The Israeli Prime Minister, Yitzhak Rabin, drove across the new land opening north of Eilat in a modest minibus. It was the first time the head of an Israeli government had publicly set foot on Jordanian territory. He was then whisked off to join King Hussein on his royal yacht which steamed out of Aqaba to cross the narrow bay into Israeli territorial waters.
The meeting was the first since they appeared publicly together in Washington last month. However it has been an open secret for years that Mr Rabin and King Hussein have been meeting clandestinely since 1974, when Mr Rabin was also prime minister. Yesterday Mr Rabin confirmed for the first time that they had had such contacts.
The inauguration of the new border crossing at the mouth of the Arava river has raised hopes of increased tourism to the area, with tour operators keen to follow in Mr Rabin's footsteps and King Hussein's wake.
For 46 years, this narrow finger at the top of the Red Sea has been equably shared by two states supposedly at war. Water-skiers on the Jordanian side could gawp at the sunbathers on the Israeli side - but not touch. Naval cutters patrolled the line dividing their territorial waters.
In maritime terms, the importance of each port to its respective economy was quite different. Eilat handles less than 15 per cent of Israeli trade. Haifa is Israel's main port. Aqaba, in contrast, is Jordan's only port and, until UN sanctions were imposed, served as entrepot for goods going to Iraq.
It is in tourism that there are greatest hopes of a peace dividend from the non-belligerency pact signed between Jordan and Israel on 25 July. One of the enduring myths of certain special units of the Israeli paratroopers is that they won their maroon berets by slipping across the border into Jordan and infiltrating the rose-red city of Petra. Israelis are still in theory not permitted to visit Jordan.
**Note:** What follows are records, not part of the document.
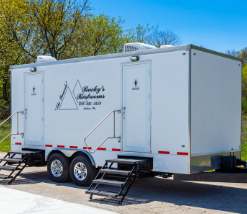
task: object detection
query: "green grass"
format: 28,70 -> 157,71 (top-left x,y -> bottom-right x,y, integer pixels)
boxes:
0,120 -> 11,152
241,114 -> 247,161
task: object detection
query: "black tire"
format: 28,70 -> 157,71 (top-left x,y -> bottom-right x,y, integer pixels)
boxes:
47,153 -> 70,183
70,155 -> 96,186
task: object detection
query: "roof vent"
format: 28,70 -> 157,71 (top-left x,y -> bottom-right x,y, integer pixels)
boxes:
124,42 -> 156,52
36,56 -> 57,63
160,45 -> 173,48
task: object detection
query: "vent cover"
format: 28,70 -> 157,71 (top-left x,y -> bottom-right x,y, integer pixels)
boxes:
124,45 -> 138,52
124,42 -> 156,52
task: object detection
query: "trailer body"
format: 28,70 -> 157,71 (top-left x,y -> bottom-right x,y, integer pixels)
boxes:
11,45 -> 241,174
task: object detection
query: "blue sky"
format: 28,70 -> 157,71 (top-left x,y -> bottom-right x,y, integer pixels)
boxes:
91,0 -> 247,52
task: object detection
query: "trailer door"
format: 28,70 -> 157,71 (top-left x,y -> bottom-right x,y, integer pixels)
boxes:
24,73 -> 43,146
123,63 -> 151,152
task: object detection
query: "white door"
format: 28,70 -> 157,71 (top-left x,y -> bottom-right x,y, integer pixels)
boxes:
24,73 -> 43,146
123,63 -> 151,152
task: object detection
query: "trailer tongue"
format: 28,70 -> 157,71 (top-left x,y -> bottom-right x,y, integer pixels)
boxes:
0,151 -> 42,184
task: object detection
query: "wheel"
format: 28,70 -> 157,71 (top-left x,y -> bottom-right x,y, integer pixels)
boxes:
70,155 -> 96,186
47,153 -> 70,183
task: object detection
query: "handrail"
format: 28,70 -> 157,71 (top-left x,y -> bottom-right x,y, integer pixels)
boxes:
84,110 -> 121,154
0,111 -> 24,143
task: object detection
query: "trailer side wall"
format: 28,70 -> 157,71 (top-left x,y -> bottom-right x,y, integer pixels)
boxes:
191,49 -> 242,172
The new border crossing is for third- state nationals only, that is, non- Jordanians and non-Israelis.
Hotelkeepers in Eilat are rubbing their hands at the prospect of Saudis coming over to the gaming tables which, by a quirk of Israel's puritanical history, are all on floating platforms and yachts moored offshore. Both Jordan and Israel have expectations that tourists will increasingly combine a visit to Petra and the Roman remains at Jerash in Jordan with tours of the Holy Land.
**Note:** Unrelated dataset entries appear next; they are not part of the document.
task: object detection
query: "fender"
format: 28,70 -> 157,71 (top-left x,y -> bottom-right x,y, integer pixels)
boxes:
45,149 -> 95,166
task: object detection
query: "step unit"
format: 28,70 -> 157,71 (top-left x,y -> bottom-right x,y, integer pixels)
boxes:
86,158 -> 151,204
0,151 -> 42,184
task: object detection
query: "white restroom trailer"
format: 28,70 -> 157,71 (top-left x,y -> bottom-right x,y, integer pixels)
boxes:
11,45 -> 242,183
Israel, Egypt, Turkey and Jordan are already collectively promoting the eastern Mediterranean as a holiday destination. However, tourism is an industry especially sensitive to political violence. The Egyptian tourist industry has been devastated by a handful of attacks on Nile cruisers. And in 1988, at the height of the Palestinian uprising, the Israeli tourist board had to withdraw a series of adverts infelicitously headlined: 'Jerusalem, a stone's throw from Tel Aviv'.
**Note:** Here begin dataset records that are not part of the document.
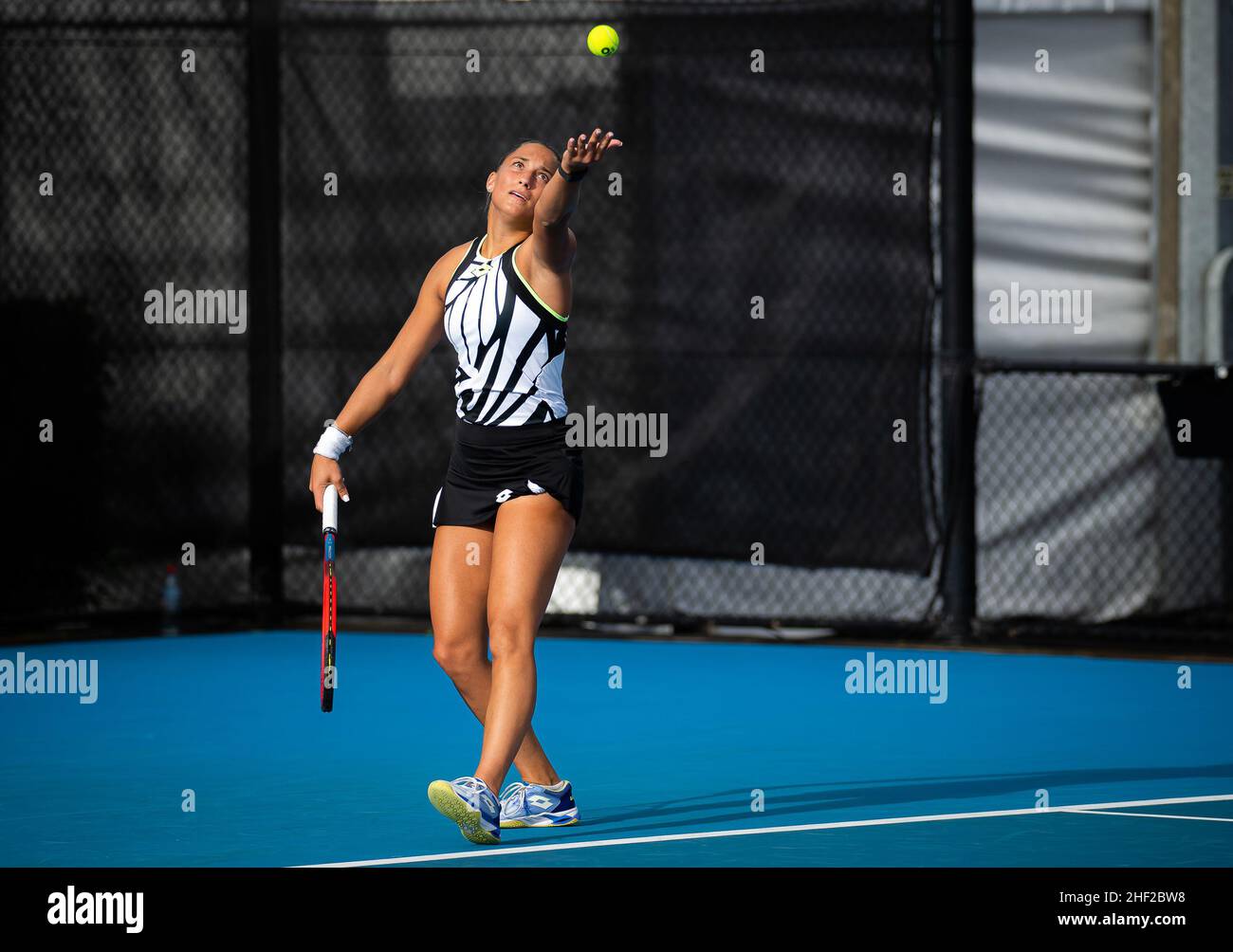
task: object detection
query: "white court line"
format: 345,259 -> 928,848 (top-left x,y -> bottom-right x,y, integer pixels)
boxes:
291,793 -> 1233,870
1065,807 -> 1233,822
Other schemes for broader economic co-operation, including increased trade, remain more the dreams of those two visionaries - Crown Prince Hassan of Jordan and the Israeli Foreign Minister, Shimon Peres - than real possibilities in the near future. The Jordanian economy is dwarfed by the Israeli one, and both are highly protected by tariff barriers.
The opening of the border crossing, which follows the inauguration of direct telephone links on Sunday, is the latest step by Jordan and Israel towards establishing the kind of relations normal between states. Israel has already eased restrictions on one of the most contentious issues: the sharing of water resources. The Jordanian Water Minister announced that Israel had decided to release 4 million cubic metres (140m cubic feet) of water to Jordan from the Yarmouk tributary 'in a gesture of good faith'.
The next action which would underline Jordan's privileged status as Israel's new friend would be a visit by King Hussein to the holy shrines in Jerusalem of al-Aqsa mosque and the Dome of the Rock. He has piloted his Tristar over Israel, and steered his yacht into Israeli waters. The next step should be on land. Such a visit would be extremely controversial with the Palestinians. They see the King's arrogation of custodianship of the religious sites as an attempt to thwart their aspirations to make East Jerusalem the political capital of their hoped-for state.